In the “Winged Victory of Samothrace,” a white marble statue from Hellenistic Greece, known as “Niké,” for example, Ms. Firestone notes that the figure’s wings may have inspired the Swoosh logo for the sportswear empire.

Ms. Firestone’s clients used to find her only by word of mouth, but now about half of them, including Mr. Stanley, come to her via Bravo. Instagram. The majority visit France from the United States; Tour costs start at $2,400 for one or two people for one day.

Ms Firestone said her goal is to remove “art from the wall to show its intersection with things people actually enjoy and consume”, whether that be champagne, Schiaparelli or the NFTs recent and upcoming tours are designed for drag queensthe crypto team at the venture capital firm, young girls like Eloise who have a fondness for dinosaurs, and a blind man.

Working her way through Dionysian art and decor, Louis XIV paraphernalia, and the occasional Bravo fan (“I just want to say I love the show!”), Mrs. Firestone directed Mr. Stanley and Mrs. Pace to the largest museum in the room, where the Mona Lisa hangs on the wall opposite the ” The Wedding Feast at Cana,” a monumental piece by the 16th-century artist Paolo Veronese depicting Jesus Christ turning water into wine. “You can see the wine tasting happening all over the plate,” she said.

After lunch at the Ritz, which naturally featured cocktails and champagne, our itinerary called for the Musée d’Orsay. The Louvre Museum was a former palace, this said Mrs. Firestone. She loves the accompanying visits to the two museums, which, she says, help show how art entered modernity by breaking away from the monarchy, the church, and the academy, and relocating to the cafés of Paris.

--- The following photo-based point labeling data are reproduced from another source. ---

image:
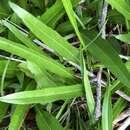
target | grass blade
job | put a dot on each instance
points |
(88, 93)
(45, 95)
(41, 60)
(46, 34)
(104, 51)
(107, 111)
(121, 6)
(46, 121)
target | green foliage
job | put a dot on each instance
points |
(51, 52)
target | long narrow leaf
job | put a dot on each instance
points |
(46, 34)
(29, 54)
(45, 95)
(104, 51)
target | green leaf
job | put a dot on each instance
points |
(121, 6)
(88, 93)
(46, 121)
(46, 95)
(67, 27)
(50, 18)
(3, 110)
(11, 70)
(46, 34)
(123, 37)
(41, 60)
(20, 113)
(103, 50)
(40, 75)
(118, 107)
(71, 14)
(107, 111)
(19, 34)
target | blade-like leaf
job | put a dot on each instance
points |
(29, 54)
(50, 18)
(88, 93)
(124, 37)
(3, 110)
(107, 111)
(104, 51)
(11, 70)
(46, 34)
(67, 27)
(19, 34)
(20, 112)
(45, 95)
(46, 121)
(121, 6)
(118, 107)
(71, 14)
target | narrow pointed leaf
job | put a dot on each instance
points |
(121, 6)
(88, 93)
(29, 54)
(46, 34)
(103, 50)
(46, 95)
(107, 111)
(46, 121)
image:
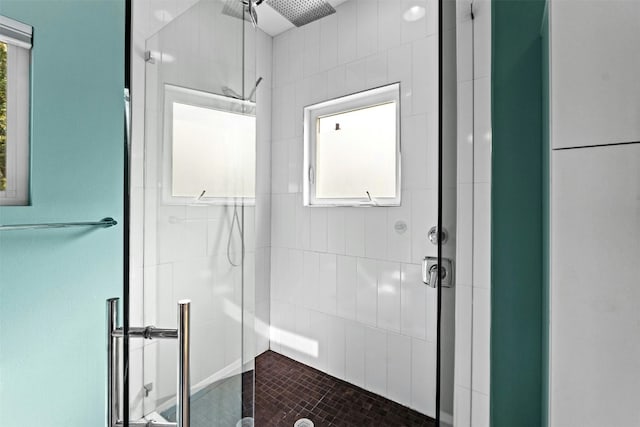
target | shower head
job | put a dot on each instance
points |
(298, 12)
(302, 12)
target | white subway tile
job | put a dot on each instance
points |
(347, 279)
(336, 343)
(479, 409)
(319, 333)
(482, 130)
(399, 368)
(355, 76)
(400, 67)
(328, 42)
(302, 224)
(423, 370)
(415, 152)
(367, 295)
(309, 285)
(354, 231)
(367, 26)
(481, 340)
(399, 239)
(425, 81)
(376, 361)
(465, 132)
(418, 29)
(294, 167)
(462, 407)
(347, 33)
(389, 24)
(424, 215)
(280, 169)
(482, 39)
(375, 233)
(327, 292)
(414, 302)
(337, 82)
(318, 236)
(464, 327)
(376, 70)
(336, 231)
(355, 345)
(389, 296)
(311, 54)
(294, 292)
(482, 235)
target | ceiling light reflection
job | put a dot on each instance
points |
(414, 13)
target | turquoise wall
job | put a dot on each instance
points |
(53, 284)
(517, 214)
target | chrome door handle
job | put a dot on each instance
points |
(430, 272)
(114, 337)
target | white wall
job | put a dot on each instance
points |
(346, 289)
(473, 303)
(595, 99)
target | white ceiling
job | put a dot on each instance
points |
(272, 23)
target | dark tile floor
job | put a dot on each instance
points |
(287, 391)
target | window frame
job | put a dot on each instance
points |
(356, 101)
(18, 38)
(197, 98)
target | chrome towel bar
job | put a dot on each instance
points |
(105, 223)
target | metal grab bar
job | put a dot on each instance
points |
(182, 334)
(105, 223)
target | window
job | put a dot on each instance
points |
(210, 148)
(15, 62)
(352, 150)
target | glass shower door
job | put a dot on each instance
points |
(199, 202)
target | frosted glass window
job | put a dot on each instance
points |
(211, 152)
(352, 150)
(15, 70)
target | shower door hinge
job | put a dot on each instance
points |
(148, 57)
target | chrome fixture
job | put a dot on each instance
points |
(114, 349)
(227, 91)
(302, 12)
(105, 223)
(430, 272)
(433, 235)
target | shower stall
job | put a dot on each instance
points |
(249, 119)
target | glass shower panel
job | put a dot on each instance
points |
(448, 171)
(199, 202)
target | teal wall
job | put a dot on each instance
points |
(517, 214)
(53, 284)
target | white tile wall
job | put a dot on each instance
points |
(473, 248)
(359, 272)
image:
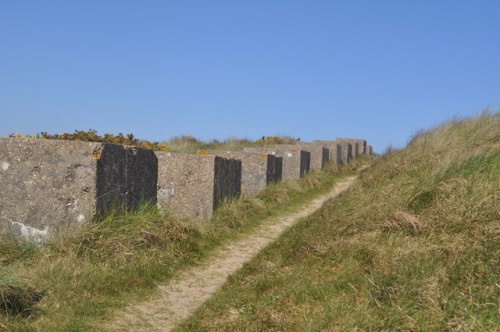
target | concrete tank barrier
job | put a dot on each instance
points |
(192, 186)
(296, 162)
(369, 150)
(50, 186)
(141, 176)
(346, 152)
(319, 154)
(361, 145)
(334, 149)
(257, 169)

Edgar Degas’ Lapsynthesis depicted what she called a “soldier” woman with a glass of the infamous green spirit on a table in front of her. He was near a painting by Edouard Manet same woman (Actress Ellen Andre) titled “Brandy Bloom”. Ms. Firestone urged her clients to think the difference. “She’s not too sad or confused here, is she? She looks fine.”

By then, she said, Paris had been transformed by Napoleon III’s urban planner Georges-Eugène Haussmann, bringing with it department stores such as Le Bon Marché and Samaritan.

Mrs. Firestone and Mr. Stanley met the next day at Samaritaine, where she arranged a cognac tasting and some shopping in the condos with the designer. “Good morning. How are you all? said Mr. Stanley, greeting the staff. “I’m no aristocrat—I’m just a cowboy!” He chose a pair of Maison Margiela tie-dye trousers.

Then, in a cab, Mrs. Firestone signaled to me Prada ad featuring Scarlett Johansson. “I think they’re referring This is a Man Ray photo of Kiki de MontparnasseShe said. “we Likes Good art reference.” She Googled a picture of Man Ray on her phone and uploaded it to be seen by Mr. Stanley, who said it felt like he had a master class.

“Who doesn’t love their hands in Paris?” said Mrs. Firestone.